04. Action on Hearing Loss
Simply underlining or striking through letterforms can convey an enormous amount of information. In this typographic logo, Hat Trick Design's use of underlines and strikethroughs helps highlights the positive aims of the company – namely taking action to help people hear and communicate – and transforms the logotype into an inspiring call to action.
05. Cutting Room
MadeThought captures the essence of Cutting Room's editing suite by contrasting two very different typefaces next to each other. The result is an elegant solution that is superbly executed across its website and packaging design. The identity is especially masterfully executed on the carrier bags, having been chosen to make full use of the corner of the bag. Brilliant.
The handwritten logo for popular email newsletter platform MailChimp reflects its informal and friendly nature, and along with its simian monkey mascot, forms a central part of the brand's appeal. Typography guru Jessica Hische is the designer behind the current version.
Hische lightened the weight of the previous logo overall and improved the vector drawing, with the letterforms revised for legibility, especially at small sizes. The end result, as shown above, is a more refined, refreshed look that still embodies MailChimp's playful ethos.
South by Southwest – styled as SXSW – launched as a music festival in 1987, and has since grown into a mega-event incorporating music, film and design. For a long time, the festival commissioned a new logo each year, but in 2017 the organisers asked Austin-based agency Foxtrot to create a permanent identity.

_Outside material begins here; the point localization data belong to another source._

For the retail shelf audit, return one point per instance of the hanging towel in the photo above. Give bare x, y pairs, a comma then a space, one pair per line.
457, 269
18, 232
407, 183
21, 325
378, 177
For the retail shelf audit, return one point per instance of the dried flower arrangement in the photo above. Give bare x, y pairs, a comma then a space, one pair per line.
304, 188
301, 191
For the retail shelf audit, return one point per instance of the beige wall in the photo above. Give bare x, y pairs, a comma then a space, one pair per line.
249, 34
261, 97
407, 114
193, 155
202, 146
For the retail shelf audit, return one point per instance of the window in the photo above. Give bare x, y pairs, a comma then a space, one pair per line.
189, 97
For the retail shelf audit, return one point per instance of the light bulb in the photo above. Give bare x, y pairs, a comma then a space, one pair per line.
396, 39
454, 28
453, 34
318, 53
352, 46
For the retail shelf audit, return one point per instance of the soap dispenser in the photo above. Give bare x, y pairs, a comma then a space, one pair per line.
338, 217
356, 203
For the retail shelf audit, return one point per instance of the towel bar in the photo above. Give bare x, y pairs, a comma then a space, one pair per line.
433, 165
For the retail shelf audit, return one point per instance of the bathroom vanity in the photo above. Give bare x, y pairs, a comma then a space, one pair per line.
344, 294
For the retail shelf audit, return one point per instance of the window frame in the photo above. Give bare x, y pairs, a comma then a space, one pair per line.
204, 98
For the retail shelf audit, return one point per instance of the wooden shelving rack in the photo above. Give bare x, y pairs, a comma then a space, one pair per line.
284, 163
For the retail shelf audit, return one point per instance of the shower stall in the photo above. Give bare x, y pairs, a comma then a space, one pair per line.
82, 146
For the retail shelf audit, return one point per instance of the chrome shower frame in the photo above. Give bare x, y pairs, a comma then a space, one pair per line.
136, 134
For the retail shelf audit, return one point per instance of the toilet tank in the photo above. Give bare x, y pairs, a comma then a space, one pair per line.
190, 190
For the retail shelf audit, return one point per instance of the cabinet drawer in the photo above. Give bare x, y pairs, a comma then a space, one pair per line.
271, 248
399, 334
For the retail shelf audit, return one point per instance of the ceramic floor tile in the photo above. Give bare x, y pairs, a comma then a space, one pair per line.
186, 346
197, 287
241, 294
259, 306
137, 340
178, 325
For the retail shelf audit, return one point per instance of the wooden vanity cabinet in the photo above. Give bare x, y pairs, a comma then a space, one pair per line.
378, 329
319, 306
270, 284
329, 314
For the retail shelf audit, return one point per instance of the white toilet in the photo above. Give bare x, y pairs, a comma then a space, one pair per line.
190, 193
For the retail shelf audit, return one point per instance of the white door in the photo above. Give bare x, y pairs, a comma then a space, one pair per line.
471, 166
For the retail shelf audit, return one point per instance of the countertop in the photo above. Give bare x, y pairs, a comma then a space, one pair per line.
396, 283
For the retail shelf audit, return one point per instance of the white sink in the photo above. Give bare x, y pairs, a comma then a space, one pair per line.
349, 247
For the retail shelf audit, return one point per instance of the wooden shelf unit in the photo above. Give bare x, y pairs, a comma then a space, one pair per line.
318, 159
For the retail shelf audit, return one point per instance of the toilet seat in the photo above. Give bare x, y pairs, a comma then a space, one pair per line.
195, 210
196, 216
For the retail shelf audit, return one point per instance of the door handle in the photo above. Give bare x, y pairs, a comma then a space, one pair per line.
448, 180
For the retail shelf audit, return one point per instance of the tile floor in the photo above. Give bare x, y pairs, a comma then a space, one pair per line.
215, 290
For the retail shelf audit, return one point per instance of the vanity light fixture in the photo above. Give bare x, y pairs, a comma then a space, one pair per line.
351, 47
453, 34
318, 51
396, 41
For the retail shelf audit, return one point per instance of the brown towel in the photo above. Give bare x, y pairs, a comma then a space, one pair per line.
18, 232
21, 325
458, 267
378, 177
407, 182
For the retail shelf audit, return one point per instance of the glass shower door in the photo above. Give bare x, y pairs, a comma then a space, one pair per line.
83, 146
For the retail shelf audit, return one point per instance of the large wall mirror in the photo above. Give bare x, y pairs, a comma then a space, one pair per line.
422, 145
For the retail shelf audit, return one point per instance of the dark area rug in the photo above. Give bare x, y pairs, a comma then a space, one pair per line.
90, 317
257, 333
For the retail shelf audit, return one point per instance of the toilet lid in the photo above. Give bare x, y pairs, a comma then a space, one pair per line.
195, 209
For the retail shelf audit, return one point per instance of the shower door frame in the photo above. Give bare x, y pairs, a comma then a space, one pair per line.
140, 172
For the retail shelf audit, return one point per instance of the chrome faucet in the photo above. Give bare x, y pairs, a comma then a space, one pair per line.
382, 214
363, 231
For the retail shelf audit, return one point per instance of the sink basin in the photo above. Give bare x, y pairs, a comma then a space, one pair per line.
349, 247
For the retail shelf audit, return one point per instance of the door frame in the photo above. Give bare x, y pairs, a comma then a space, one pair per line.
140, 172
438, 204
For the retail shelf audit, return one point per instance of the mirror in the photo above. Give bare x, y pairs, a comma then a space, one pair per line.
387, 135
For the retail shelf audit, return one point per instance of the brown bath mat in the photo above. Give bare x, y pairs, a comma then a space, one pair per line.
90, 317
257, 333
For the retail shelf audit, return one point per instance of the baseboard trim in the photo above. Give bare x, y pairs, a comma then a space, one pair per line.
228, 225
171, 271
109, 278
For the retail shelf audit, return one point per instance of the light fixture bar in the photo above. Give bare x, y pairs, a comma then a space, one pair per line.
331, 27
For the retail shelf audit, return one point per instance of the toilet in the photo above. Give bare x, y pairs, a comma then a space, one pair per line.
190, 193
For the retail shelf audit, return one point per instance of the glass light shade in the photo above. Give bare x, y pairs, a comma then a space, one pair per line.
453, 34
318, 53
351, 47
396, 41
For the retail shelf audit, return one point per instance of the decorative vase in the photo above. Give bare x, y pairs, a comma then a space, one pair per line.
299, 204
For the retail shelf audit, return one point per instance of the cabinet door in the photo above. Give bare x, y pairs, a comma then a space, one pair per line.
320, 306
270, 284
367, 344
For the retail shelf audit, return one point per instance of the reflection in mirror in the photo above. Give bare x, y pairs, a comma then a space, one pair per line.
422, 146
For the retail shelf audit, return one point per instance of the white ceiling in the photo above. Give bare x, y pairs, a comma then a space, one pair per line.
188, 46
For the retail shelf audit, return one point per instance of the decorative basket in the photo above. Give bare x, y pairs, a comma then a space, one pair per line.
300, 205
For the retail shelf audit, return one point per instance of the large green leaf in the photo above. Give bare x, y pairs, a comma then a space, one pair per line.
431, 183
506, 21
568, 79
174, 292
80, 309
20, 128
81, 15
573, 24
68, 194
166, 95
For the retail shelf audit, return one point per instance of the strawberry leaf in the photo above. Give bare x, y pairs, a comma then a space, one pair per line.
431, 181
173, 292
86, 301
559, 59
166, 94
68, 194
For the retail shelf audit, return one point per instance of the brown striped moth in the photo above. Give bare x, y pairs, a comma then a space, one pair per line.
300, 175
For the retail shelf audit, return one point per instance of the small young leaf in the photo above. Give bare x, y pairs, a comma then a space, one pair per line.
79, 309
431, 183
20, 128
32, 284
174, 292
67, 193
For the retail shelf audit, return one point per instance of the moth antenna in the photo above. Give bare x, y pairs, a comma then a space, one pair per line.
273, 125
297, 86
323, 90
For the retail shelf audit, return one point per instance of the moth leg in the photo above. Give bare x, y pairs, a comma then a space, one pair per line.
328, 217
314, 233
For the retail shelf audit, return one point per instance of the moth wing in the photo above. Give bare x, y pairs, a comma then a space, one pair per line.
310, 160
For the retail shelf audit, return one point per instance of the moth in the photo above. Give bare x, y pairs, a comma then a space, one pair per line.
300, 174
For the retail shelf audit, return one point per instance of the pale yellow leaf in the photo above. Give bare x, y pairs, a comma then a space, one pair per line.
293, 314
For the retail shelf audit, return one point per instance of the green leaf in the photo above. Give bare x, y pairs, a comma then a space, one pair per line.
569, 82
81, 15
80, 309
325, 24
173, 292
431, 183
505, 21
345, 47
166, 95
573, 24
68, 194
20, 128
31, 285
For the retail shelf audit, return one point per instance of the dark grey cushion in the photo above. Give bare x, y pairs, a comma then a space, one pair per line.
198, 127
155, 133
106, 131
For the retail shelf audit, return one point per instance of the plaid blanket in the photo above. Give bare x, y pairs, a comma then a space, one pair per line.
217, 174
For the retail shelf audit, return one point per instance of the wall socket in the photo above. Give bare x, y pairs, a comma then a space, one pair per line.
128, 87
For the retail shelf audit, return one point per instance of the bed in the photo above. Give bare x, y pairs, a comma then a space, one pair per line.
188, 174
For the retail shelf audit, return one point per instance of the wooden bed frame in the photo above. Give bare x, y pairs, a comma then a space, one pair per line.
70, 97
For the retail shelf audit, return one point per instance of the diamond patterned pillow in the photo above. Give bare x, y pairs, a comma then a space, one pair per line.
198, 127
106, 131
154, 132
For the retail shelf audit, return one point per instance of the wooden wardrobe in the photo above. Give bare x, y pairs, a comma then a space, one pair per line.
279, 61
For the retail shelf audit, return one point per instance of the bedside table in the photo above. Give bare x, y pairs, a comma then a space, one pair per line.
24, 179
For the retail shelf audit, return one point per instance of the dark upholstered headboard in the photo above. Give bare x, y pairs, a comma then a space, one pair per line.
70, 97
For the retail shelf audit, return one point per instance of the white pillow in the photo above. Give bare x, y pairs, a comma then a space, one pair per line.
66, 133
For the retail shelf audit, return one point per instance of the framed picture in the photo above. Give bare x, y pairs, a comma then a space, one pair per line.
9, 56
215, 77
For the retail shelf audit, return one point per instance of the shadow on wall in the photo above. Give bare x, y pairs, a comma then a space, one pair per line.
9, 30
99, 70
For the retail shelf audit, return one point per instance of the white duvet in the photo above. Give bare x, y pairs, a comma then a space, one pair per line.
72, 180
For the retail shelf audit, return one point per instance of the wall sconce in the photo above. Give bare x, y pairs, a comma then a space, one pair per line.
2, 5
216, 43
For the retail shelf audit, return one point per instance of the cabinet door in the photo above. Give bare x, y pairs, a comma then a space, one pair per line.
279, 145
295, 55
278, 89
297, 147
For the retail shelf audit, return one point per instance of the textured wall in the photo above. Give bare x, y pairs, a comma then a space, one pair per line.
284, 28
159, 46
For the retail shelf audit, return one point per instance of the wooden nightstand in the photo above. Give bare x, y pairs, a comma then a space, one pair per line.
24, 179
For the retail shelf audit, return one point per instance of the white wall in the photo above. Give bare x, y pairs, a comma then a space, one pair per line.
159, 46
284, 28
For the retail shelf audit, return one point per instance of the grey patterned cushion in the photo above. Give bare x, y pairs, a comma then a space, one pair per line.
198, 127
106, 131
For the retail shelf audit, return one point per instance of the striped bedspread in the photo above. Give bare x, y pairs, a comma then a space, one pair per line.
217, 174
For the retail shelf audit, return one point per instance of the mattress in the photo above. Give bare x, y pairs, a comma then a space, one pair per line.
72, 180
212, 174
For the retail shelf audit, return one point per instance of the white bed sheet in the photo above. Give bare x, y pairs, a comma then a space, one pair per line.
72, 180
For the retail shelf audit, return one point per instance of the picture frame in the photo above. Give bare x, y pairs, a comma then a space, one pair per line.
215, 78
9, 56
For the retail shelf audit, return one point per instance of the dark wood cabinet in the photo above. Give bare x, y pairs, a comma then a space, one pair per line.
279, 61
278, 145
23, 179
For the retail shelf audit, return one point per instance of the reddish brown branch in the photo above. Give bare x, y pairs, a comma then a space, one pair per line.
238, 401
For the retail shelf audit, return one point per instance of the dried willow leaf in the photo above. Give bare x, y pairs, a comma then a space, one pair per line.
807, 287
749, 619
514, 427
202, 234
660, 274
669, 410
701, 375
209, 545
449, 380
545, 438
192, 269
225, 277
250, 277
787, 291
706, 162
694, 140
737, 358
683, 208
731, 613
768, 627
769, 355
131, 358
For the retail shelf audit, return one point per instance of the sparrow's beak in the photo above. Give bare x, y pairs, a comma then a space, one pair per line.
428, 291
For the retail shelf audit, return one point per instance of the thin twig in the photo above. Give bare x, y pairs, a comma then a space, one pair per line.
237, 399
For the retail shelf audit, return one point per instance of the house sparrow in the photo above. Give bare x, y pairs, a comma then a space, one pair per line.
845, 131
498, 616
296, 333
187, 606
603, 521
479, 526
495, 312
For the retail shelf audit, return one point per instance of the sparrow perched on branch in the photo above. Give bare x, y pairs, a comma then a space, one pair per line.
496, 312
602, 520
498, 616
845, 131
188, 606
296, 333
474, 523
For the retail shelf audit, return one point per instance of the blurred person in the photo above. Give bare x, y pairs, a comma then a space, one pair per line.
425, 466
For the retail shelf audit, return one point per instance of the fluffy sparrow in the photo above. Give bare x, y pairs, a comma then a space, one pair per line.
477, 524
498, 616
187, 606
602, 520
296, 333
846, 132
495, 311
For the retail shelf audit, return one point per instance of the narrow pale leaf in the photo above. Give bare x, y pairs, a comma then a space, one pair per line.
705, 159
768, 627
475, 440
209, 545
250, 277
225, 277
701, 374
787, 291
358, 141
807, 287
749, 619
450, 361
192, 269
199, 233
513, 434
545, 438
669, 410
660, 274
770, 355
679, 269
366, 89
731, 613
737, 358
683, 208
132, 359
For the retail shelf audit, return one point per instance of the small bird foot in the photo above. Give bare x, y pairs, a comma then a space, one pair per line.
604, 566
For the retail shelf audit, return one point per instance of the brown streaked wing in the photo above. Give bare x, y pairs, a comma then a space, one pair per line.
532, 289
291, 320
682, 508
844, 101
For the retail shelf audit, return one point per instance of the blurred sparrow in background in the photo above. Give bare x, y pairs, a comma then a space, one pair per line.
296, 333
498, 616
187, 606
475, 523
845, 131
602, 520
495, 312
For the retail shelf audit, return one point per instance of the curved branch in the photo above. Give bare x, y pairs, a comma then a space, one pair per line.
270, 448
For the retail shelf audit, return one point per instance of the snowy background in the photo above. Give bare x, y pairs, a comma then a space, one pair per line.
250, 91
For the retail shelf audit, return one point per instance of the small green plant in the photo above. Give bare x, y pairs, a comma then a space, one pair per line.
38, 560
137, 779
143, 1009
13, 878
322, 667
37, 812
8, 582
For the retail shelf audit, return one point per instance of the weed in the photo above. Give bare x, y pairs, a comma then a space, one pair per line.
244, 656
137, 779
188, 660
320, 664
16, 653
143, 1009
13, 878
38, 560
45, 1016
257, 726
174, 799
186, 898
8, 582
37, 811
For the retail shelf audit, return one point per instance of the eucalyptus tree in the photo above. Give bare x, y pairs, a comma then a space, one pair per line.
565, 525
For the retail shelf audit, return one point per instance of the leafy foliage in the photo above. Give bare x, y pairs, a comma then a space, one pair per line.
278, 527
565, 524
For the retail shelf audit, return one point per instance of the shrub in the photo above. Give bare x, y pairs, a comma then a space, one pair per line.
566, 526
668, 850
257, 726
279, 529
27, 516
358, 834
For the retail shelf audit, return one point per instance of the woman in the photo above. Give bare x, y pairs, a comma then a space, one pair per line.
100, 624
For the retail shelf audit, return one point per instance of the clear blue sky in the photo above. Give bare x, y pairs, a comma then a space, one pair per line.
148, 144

The result is a clean, typographic logo with a self-explanatory directional arrow.
The Visa logo has gone through a few redesigns over the years, and here's the current look for the global credit card company. The new logo tweaks the classic design, removing all traces of yellow. But few will blink an eye: the iconic typography is so firmly embedded in the public consciousness that it's still instantly recognisable without it.
09. FedEx by Landor
No typographic logo list would be complete without FedEx. Designed in 1994 by Lindon Leader, the then-senior design director at Landor, the FedEx logo is proof that simple, clever type-based logos can still look as fresh and smart 20 years down the line.
Impossible to ignore once you've spotted it, the FedEx logo contains a very appropriate directional arrow, indicating FedEx's commitment to speedily delivering parcels on time. Cleverly, the FedEx logo also changes in colour to indicate different sectors of the company one is dealing with.
The big daddy of typographic logos is Cadbury. Minor tweaks have been made to this logo, based on the signature of William Cadbury, since it first appeared on transport livery in 1921. But it's remained essentially the same almost a century later – a true case of 'if it ain't broke, don't fix it'.